- Born: c. 1957
- Occupation(s): Journalist, Public Health Expert

= David Tuller =

American journalist and academic

David Tuller is a journalist and public health lecturer at the University of California, Berkeley Center for Global Public Health. He spent his early career covering HIV/AIDS, then pivoted to ME/CFS.

==Career==
His career in public health began with AIDS advocacy in the 1980s. He is also the author of Cracks in the Iron Closet: Travels in Gay and Lesbian Russia, a 1997 book on LGBT history and life in Russia based on Tuller's travels and interviews with LGBT Russians.
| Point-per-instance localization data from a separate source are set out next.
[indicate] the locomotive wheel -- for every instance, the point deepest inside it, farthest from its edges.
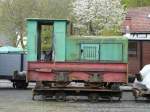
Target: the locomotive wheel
(93, 97)
(115, 86)
(60, 96)
(20, 85)
(61, 84)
Currently, he is a senior fellow in public health and journalism at a crowdfunded position at Berkeley. Before it was widely accepted as such, he advocated for the acceptance of myalgic encephalomyelitis/chronic fatigue syndrome (ME/CFS) as a biological condition. In 2015, he published "Trial by Error," a four-part article criticizing the design of the PACE trial, a controversial study that claimed CBT and graded exercise therapy were effective treatments for ME/CFS, and alleging conflicts of interest among the trial's investigators. Proponents of the controversial psychosomatic model, many of which were behind the PACE trial, accused their critics of harassment. Tuller disputed that his work encouraged this, saying his activities follow academic standards. Later, the claims of harassment were found to be “wildly exaggerated” by a tribunal judge.

== Publications ==

- Cracks in the Iron Closet: Travels in Gay and Lesbian Russia (1996, Faber and Faber, ISBN 978-0-57119-890-0)
- (2017, Journal of Health Psychology)
- (2019, Health Psychology Open)
- (2022, Occupational Medicine)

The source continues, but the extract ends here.